Populations of the emblematic kangaroo and koala have been very hard hit, apparently catching the imagination of many North Americans. But on pristine Kangaroo Island near Adelaide in South Australia, the glossy black cockatoo and dark-eyed dunnart, a cute-as-they-come marsupial, are now at dire risk of extinction. Before fires blackened more than a third of the island, it was estimated there were only about 500 of the little dunnart left.

After the facts, the experience. It seems to me that local journalists have given an accurate picture of what Australians are actually living. Concentration of media ownership is a major concern, putting a squeeze on the diversity of views in the press – making even bushfires an ideological subject, while dirty, heavily subsidized coal continues to get remarkably favourable coverage.

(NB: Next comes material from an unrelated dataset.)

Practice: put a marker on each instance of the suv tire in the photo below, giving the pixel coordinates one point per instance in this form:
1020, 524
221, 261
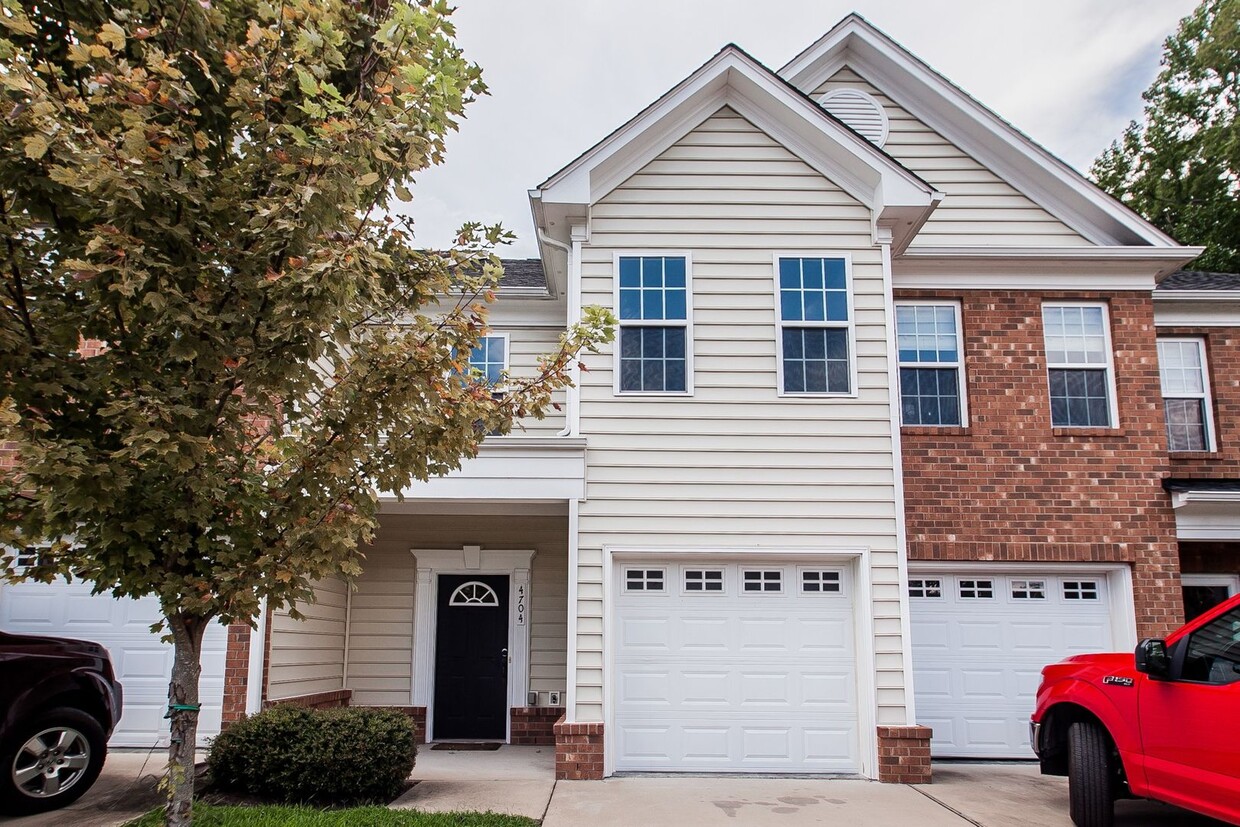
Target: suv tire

But that hasn’t stopped often moving accounts of, memorably, 4,000 people taking shelter on a regional beach under a glowing red sky.

Less edifying have been those editors and headline writers who’ve insisted on calling firefighters “soldiers,” when war would normally involve guns and invading armies. The related technique is to characterize a group of individuals, in this case firefighters, and generalize their qualities to the rest of us. So volunteers risking their necks to fight the worst fires the country has ever known embody a combative spirit and sense of solidarity that is unique to all Australians. Why is it that populism and its chanticleers in the media talk about a country and its people as if urging those who already live there to visit?

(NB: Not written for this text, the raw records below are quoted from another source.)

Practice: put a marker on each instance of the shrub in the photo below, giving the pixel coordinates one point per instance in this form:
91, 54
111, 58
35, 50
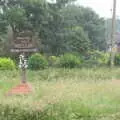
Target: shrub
53, 60
69, 61
37, 61
117, 59
7, 64
98, 58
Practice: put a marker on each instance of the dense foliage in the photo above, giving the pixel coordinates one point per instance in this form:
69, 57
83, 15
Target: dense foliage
69, 61
59, 26
37, 61
7, 64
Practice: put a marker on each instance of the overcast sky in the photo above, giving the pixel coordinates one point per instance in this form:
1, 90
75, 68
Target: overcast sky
102, 7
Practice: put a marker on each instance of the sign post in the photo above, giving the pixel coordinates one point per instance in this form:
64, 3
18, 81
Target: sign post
22, 43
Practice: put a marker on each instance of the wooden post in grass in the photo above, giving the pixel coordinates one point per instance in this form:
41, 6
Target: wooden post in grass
113, 34
23, 43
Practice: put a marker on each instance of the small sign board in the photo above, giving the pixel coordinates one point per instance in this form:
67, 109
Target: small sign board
23, 42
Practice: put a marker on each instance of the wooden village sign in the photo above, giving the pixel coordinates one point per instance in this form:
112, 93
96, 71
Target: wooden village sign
23, 43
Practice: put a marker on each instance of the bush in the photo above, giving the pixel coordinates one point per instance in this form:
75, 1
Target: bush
98, 58
37, 61
7, 64
69, 61
117, 59
53, 60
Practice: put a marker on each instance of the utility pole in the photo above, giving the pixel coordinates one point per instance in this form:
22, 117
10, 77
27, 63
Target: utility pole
113, 34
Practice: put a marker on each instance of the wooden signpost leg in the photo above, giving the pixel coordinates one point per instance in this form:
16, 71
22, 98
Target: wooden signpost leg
23, 76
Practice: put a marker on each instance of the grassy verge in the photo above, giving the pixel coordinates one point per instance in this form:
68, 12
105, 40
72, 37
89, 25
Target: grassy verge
63, 94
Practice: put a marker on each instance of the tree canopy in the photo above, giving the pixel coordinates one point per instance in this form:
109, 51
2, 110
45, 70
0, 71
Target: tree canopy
60, 26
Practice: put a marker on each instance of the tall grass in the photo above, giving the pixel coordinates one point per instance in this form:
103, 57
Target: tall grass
63, 94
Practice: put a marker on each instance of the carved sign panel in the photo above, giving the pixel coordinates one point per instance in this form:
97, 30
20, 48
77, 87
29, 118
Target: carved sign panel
23, 42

But the condescending non-empathy award surely goes to the Australian Prime Minister Scott Morrison. Not just for continuing, seemingly willful ignorance of the facts around climate change, but a resounding lack of humility in the face of the people who have suffered because of it. Images of Mr. Morrison’s clam-handed attempt to shake hands with a disgruntled firefighter were seen around the world.

Marcus Aurelius described what we think of today as “empathic listening,” advising: “Try your best to enter into the mind of the speaker.” But this was a corporate shake-my-hand for the cameras, as if “Scomo” or “Smoko” or “Scotty from marketing,” as he’s been variously dubbed, had taken himself offline, was simply, “not receiving.” But it might be that voters feel they’ve got the measure of this Prime Minister.

If Australian democracy is functioning as it should, the facts and the experience of these past weeks and months will have cost Mr. Morrison and his slow-mo government dearly. A turning point is the realization – the transformational insight, surely – that the old ways of thinking about climate change and the environment are no longer possible. A profound perspective change, amid the fire and rain, in the history of Australian politics? This, we sincerely hope.